As if he had accepted the bargain, Seth moved into his open kitchen area and, evidently, prepared for their excursion. Drew moved closer to be sure he wasn’t pocketing a kitchen knife. Though it was risky to go with Seth into the woods, Drew planned to be heavily armed. He could use the old man’s sharp eyes and woods wisdom out there. Besides, the cunning Cherokee could help him with one other thing.
“Seth, a photographer friend of Cassie Keenan’s took a picture of what may be some sort of strange creature in the woods yesterday, not far from where we found Mariah. I’m going to have him send the photo to my laptop, and I’ll enlarge it as best I can. Maybe we can find that spot and look around there while we’re in the area.”
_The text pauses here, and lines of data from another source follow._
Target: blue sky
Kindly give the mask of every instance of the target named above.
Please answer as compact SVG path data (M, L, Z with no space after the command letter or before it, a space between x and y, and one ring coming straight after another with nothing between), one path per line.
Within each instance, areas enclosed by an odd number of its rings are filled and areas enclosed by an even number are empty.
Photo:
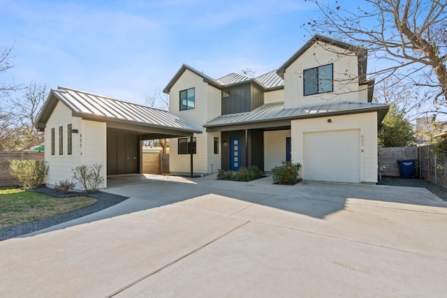
M0 0L7 81L65 86L138 103L182 64L219 78L276 69L310 37L304 0Z

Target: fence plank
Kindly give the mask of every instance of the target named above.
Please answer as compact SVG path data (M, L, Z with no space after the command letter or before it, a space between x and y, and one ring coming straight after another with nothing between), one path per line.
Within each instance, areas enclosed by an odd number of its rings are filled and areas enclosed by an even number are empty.
M10 174L9 163L13 160L27 161L34 159L43 161L43 152L0 152L0 186L13 186L19 182Z

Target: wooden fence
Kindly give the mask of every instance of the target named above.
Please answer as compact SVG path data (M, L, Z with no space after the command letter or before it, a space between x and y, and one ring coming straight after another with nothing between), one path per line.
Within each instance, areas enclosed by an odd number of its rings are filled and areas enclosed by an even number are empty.
M379 167L382 176L400 177L397 161L402 160L418 161L418 147L379 148ZM416 169L418 166L416 162Z
M10 161L34 159L43 161L43 152L0 152L0 186L13 186L19 182L10 174Z
M169 154L142 154L142 172L144 174L169 173Z
M419 147L420 177L447 188L447 156L435 154L430 146Z

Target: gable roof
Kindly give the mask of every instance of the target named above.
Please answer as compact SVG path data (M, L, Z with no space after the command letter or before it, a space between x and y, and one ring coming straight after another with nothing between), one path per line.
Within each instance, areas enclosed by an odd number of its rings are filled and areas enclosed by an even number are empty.
M183 75L183 73L184 73L186 70L202 77L203 79L204 82L208 83L210 85L215 87L216 88L221 87L221 84L219 82L217 81L216 80L213 79L212 77L206 75L203 73L200 73L200 71L193 68L192 67L186 64L182 64L180 68L175 73L174 77L172 79L170 79L170 81L169 81L169 83L168 83L166 87L163 89L163 91L164 93L169 94L169 92L170 92L170 89L173 87L173 86L174 86L174 84L175 84L177 80L180 78L182 75Z
M108 122L108 127L179 136L202 132L168 111L63 87L50 91L38 115L36 128L45 130L59 101L71 110L73 117Z
M319 34L314 34L309 40L298 50L291 57L284 62L277 70L277 73L283 79L284 78L284 73L286 69L290 66L296 59L300 58L312 45L316 42L322 42L329 45L335 45L342 49L348 50L356 52L358 57L358 75L360 77L359 84L365 84L366 72L367 72L367 60L368 52L367 49L359 47L351 43L345 43L335 38L330 38Z
M235 126L244 129L261 128L290 126L291 120L369 112L377 112L377 121L380 123L388 108L389 105L384 103L339 101L286 109L284 103L280 101L266 103L251 112L219 116L203 126L207 131L233 131L236 129Z

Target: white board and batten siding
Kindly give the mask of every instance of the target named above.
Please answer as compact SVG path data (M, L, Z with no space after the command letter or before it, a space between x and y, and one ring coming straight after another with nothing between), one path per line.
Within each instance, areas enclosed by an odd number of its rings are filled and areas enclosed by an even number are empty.
M292 121L292 160L302 178L377 182L376 122L375 112Z
M67 151L68 124L72 124L72 129L78 130L78 133L72 133L71 154L68 154ZM63 127L62 154L59 154L59 126ZM52 128L54 128L54 155L51 154ZM106 131L105 123L87 121L80 117L74 117L70 109L59 101L45 128L45 165L48 167L48 174L45 177L47 186L54 187L62 180L73 180L72 169L78 165L98 163L104 167L103 174L105 183L101 188L106 187ZM99 151L96 152L96 150ZM82 189L81 186L77 185L76 189Z
M286 161L286 139L291 137L291 130L264 132L264 170L271 171Z
M182 90L194 88L195 105L193 109L179 110L179 92ZM186 70L183 75L171 87L170 91L170 112L184 119L197 128L202 128L203 133L194 135L196 138L196 154L193 156L194 173L211 173L221 167L221 148L219 154L214 154L214 137L219 138L220 133L206 133L203 127L207 121L221 114L221 94L216 88L203 82L203 78ZM173 174L189 174L191 171L189 154L178 154L177 138L170 140L170 171Z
Seth nodded. Drew was surprised he did not react further, but then the man had always been stoic. Maybe the old Indian just figured Drew was too ignorant to recognize a particular animal from a distance. He watched Seth carefully as he took from his refrigerator what appeared to be beef jerky; he filled a canteen with tap water. “Got sick drinking from Bear Creek last year,” he muttered as if to himself. “Used to be pure as the land, but now it’s polluted, just like everything else.”
“I’ll drive us up to where we can hike in, but I’ve got to phone the photographer first, then my office and Jessie. You haven’t asked how she is.”
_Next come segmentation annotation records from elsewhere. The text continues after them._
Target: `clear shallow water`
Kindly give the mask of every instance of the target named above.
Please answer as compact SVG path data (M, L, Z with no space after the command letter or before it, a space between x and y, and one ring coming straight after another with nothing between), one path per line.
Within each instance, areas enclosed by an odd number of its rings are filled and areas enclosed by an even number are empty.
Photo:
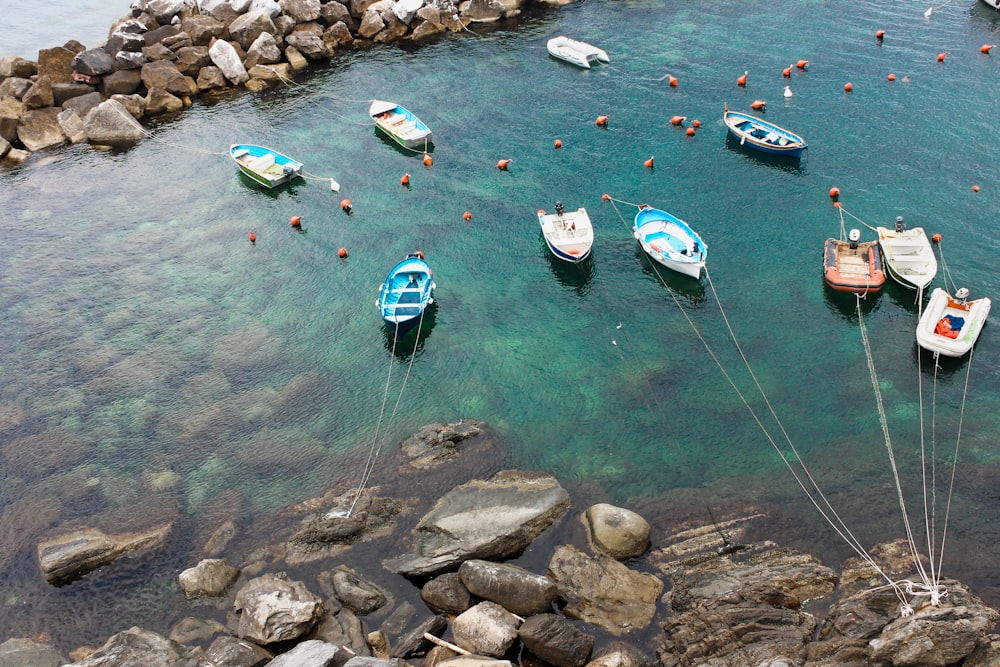
M997 294L997 242L980 235L998 219L1000 61L979 46L1000 41L1000 17L971 0L930 20L925 9L587 2L415 51L344 54L295 86L200 102L129 151L74 147L0 174L0 530L11 545L0 599L18 612L2 615L0 635L47 631L73 647L133 624L167 631L191 613L176 573L193 564L183 542L201 513L236 493L252 521L358 480L383 396L388 417L404 377L398 412L382 422L388 447L429 422L483 419L508 440L513 466L648 514L687 508L707 521L706 507L765 507L768 537L836 566L850 553L713 362L777 438L716 293L848 525L865 544L901 536L854 303L825 289L820 257L839 232L828 196L838 187L870 224L901 214L943 234L954 279ZM597 43L612 63L552 60L554 34ZM808 70L783 79L799 59ZM432 167L375 134L372 98L431 125ZM809 141L801 164L727 145L723 102L754 99ZM606 129L594 123L604 114ZM687 137L674 115L703 125ZM309 180L262 192L224 156L237 142L287 152L342 191ZM711 282L654 270L631 237L634 207L605 193L687 220L711 248ZM535 210L557 199L594 221L582 267L557 264L538 232ZM438 304L407 375L414 339L394 355L374 302L385 272L417 248ZM889 285L863 312L916 516L917 309ZM945 572L997 606L993 326L969 380ZM938 458L954 448L965 363L938 372ZM926 356L921 365L929 415L933 368ZM95 512L161 512L187 528L140 572L41 583L38 536Z

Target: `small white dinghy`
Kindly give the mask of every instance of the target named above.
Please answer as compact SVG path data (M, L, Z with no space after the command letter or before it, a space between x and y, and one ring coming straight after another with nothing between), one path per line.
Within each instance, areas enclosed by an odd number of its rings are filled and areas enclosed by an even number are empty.
M559 58L586 69L590 69L591 63L611 62L603 49L586 42L570 39L564 35L553 37L548 41L546 47L549 50L549 55L553 58Z
M936 288L917 324L917 345L946 357L962 356L976 344L991 305L986 297L970 301L964 287L954 297Z
M594 245L594 226L586 209L581 207L566 212L562 202L556 202L555 213L538 209L538 224L542 227L545 244L559 259L578 264L590 257L590 248Z

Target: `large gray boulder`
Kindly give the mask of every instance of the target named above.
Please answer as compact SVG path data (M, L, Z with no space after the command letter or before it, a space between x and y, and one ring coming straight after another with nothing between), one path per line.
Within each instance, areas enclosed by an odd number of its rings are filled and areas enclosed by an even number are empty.
M569 509L569 494L548 473L508 470L449 491L414 529L415 553L386 567L404 576L433 576L480 558L520 554Z
M124 147L138 143L146 130L116 100L105 100L83 119L83 129L91 143Z

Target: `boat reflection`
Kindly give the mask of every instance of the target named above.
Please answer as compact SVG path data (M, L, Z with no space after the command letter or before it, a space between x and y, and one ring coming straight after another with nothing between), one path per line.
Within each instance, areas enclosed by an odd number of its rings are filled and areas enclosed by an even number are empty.
M808 148L805 153L802 154L801 158L789 157L788 155L772 155L771 153L764 153L754 148L750 148L749 146L741 146L740 140L728 132L726 133L726 148L735 153L739 153L741 157L748 161L764 164L768 167L780 169L781 171L788 171L793 174L805 173L806 156L809 155Z
M423 352L424 343L430 338L436 322L437 300L424 309L423 317L404 322L398 328L383 322L382 343L397 359L409 360L411 356Z

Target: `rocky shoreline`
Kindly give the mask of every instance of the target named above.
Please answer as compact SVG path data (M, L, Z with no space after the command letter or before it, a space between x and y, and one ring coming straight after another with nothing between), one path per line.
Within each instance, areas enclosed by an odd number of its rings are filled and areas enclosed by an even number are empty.
M945 580L907 610L871 563L839 571L771 542L759 514L664 527L605 502L577 506L544 472L502 467L483 422L431 424L382 464L384 482L331 488L240 528L213 514L189 546L165 634L133 627L66 655L13 637L0 666L675 667L961 665L1000 661L1000 613ZM451 488L440 497L417 489ZM455 485L456 480L461 480ZM381 483L381 482L380 482ZM155 556L173 522L111 533L99 517L37 543L67 584ZM905 542L872 562L913 578ZM294 576L289 572L294 572ZM912 611L912 613L909 613ZM75 662L68 662L68 661Z
M199 97L284 85L339 51L515 17L524 0L135 0L104 44L0 57L0 161L127 147ZM569 0L537 0L561 5Z

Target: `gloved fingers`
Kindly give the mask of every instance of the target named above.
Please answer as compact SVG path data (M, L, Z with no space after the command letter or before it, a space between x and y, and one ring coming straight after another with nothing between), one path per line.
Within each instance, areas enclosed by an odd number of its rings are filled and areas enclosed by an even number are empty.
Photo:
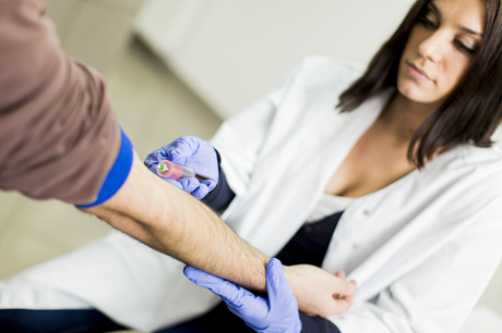
M152 151L145 159L145 165L150 166L153 164L158 164L159 161L165 160L167 157L163 148Z
M145 160L145 165L146 168L148 168L150 171L152 171L154 174L157 174L157 165L158 164L151 164L151 163L146 163L146 160Z
M193 193L201 184L195 177L182 178L178 183L181 184L181 188L187 193Z
M167 159L180 164L186 165L187 161L198 151L199 144L192 136L181 136L177 138L170 146L167 152Z
M181 184L179 182L175 181L175 180L169 180L169 178L163 178L163 180L166 181L169 184L175 185L179 189L183 189L183 186L181 186Z
M291 303L295 303L298 310L298 304L284 273L283 264L276 258L272 258L266 266L266 292L271 309L290 307Z
M207 187L207 193L212 192L216 187L216 181L205 180L201 183Z
M236 284L227 280L201 271L191 266L184 267L183 274L191 282L195 283L201 287L210 289L214 294L222 297L225 300L225 303L229 306L242 307L247 303L247 300L249 300L250 298L255 298L255 296L249 291L240 286L237 286Z
M204 181L205 182L205 181ZM192 195L195 197L195 199L198 200L201 200L203 199L208 193L210 193L210 189L207 188L207 186L204 184L204 182L200 183L199 187L195 188L193 192L192 192Z

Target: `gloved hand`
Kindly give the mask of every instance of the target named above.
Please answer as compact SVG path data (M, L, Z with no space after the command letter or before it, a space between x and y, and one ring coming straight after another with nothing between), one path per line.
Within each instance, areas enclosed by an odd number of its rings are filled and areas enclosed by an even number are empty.
M268 297L255 296L246 288L193 267L184 267L184 275L193 283L220 296L228 309L256 332L299 333L301 321L298 304L277 259L266 266Z
M213 146L206 140L190 135L181 136L167 146L153 151L146 157L144 163L153 173L157 174L156 168L162 160L169 160L181 166L189 166L195 173L214 180L199 182L195 177L179 181L165 178L184 192L191 193L199 200L213 190L218 183L218 159Z

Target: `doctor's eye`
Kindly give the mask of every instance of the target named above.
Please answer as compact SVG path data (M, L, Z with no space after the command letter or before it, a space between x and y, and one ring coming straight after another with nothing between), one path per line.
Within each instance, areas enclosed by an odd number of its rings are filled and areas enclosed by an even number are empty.
M476 53L476 49L469 48L468 46L466 46L465 44L463 44L463 42L459 41L459 40L455 40L455 46L456 46L462 52L465 52L465 53L468 53L468 54L474 54L474 53Z
M421 25L423 25L426 28L429 28L429 29L438 28L438 25L431 18L427 17L426 15L422 15L418 18L420 20Z

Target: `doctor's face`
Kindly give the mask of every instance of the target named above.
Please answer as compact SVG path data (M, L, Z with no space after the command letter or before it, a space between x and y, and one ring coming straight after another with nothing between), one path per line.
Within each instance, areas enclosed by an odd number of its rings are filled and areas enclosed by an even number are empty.
M481 0L432 0L413 27L397 73L397 90L441 104L468 71L485 27Z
“I know how she is. Strong, like her mother. And not going to sit still for this outrage.”
Here Jessie was wondering, Drew thought, if she’d inherited the mountain women’s sixth sense, when Seth seemed
to have it in spades. Drew called Cassie on Seth’s phone to see if she knew where Tyler was. She did—and handed the phone to him, so Drew asked if he could e-mail the photo.
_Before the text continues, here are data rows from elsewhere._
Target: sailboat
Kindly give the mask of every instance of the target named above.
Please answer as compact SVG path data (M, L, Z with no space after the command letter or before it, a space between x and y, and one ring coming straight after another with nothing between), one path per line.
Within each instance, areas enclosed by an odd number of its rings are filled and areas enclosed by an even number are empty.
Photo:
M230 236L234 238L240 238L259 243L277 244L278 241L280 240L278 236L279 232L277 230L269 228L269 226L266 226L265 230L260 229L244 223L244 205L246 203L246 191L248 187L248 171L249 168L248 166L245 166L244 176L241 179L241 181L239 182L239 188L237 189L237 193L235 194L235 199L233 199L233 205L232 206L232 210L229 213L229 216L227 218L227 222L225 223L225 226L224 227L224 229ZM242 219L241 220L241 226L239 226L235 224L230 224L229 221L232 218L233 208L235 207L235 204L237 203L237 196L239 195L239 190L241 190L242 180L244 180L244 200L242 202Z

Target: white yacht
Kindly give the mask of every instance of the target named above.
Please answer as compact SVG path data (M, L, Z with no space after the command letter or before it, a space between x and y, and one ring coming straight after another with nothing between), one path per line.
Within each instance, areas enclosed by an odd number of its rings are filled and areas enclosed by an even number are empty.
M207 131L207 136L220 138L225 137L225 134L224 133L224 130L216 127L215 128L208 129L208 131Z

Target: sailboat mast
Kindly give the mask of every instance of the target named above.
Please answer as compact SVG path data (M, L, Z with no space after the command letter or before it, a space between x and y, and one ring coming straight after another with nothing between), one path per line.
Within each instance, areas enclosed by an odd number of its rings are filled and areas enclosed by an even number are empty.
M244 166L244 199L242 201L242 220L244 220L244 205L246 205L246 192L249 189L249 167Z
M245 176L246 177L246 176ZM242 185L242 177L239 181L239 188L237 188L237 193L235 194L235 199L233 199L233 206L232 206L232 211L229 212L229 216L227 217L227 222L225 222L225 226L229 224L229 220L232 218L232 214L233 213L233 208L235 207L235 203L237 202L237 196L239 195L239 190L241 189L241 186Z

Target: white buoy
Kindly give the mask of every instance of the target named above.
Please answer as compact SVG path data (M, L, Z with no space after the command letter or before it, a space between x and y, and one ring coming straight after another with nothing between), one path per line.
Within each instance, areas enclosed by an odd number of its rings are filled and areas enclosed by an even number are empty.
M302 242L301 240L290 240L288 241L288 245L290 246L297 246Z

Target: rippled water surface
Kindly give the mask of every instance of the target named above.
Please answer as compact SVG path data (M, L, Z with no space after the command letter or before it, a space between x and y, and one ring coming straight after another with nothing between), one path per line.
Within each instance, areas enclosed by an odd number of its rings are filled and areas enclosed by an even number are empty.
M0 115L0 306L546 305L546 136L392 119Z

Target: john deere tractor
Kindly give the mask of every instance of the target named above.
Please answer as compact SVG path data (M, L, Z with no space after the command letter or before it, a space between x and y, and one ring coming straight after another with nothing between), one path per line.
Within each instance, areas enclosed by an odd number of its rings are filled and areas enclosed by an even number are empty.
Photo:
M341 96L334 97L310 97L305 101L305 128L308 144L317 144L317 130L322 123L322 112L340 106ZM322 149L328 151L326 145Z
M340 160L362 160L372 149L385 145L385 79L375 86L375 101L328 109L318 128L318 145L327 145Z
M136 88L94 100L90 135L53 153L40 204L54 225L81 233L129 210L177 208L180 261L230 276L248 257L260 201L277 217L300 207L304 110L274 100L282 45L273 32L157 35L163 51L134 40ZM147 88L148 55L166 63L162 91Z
“I’ve got my laptop with me today,” Tyler said. “I’ve enhanced the photo a bit, but it’s still not definitive.”
“I’m taking Seth Bearclaws into the woods to find the spot and look around, so I need it ASAP.”
“Cassie told me about him. How about if I bring you the one I’ve printed out? It’s a lot clearer. Then I can go along with you. The three of us can surely locate the spot, and I’ll take photos again if you find anything.”
When Drew hesitated, he added, “I’ll just consider that payment for the photos I took last night.”
“If I take you along, I’ll expect that any crime scene area photos—last night or today—become my property, not yours, in writing. I don’t need those falling into the hands of the newspapers, which have been calling.”
“Sure. I understand and agree.”
“And, Tyler,” he added, speaking low so the waiting Seth wouldn’t hear, “I appreciated your help, but don’t even point a camera in Seth’s direction, at least not now.”
“I think we understand each other. When will you be at the old logging road?”
“As soon as I make two more phone calls.”
He called Emmy at the office to tell her where he was going, then called Jessie’s number. She didn’t answer, but then she’d said she was going into Highboro. Just as well. If he had driven by, he might have ended up with her along, too, and he didn’t want that. He’d been nuts to let her walk out of the woods last night, but he’d seen no other way.
As Seth got in the Cherokee—which he’d refused to ride in before—Drew wondered if he’d made a mess of this in
terrogation. New information, at least, but no confession, no arrest. Rather, two new deputies of sorts, the one sitting next to him, whom he wasn’t certain he could trust, and then Jess, who he was getting emotionally involved with, which was not only tricky but taboo on such a case. Now he’d have Tyler tagging along with a photo that might just as well be of an alien from Mars. But what he couldn’t get out of his head was that his boyhood buddies used to claim that Seth Bearclaws, a full-blooded Cherokee, could call up huge, half human, half animal beings to do his bidding.
Peter Sung’s arrival surprised and scared Jessie. He was one of Drew’s so-called persons of interest. He’d told her not to talk to him, but she was caught now—besides, she didn’t intend to pass up this chance to find out where he’d been lately. She recalled Cassie’s suggestion, You can catch more flies with honey than with vinegar.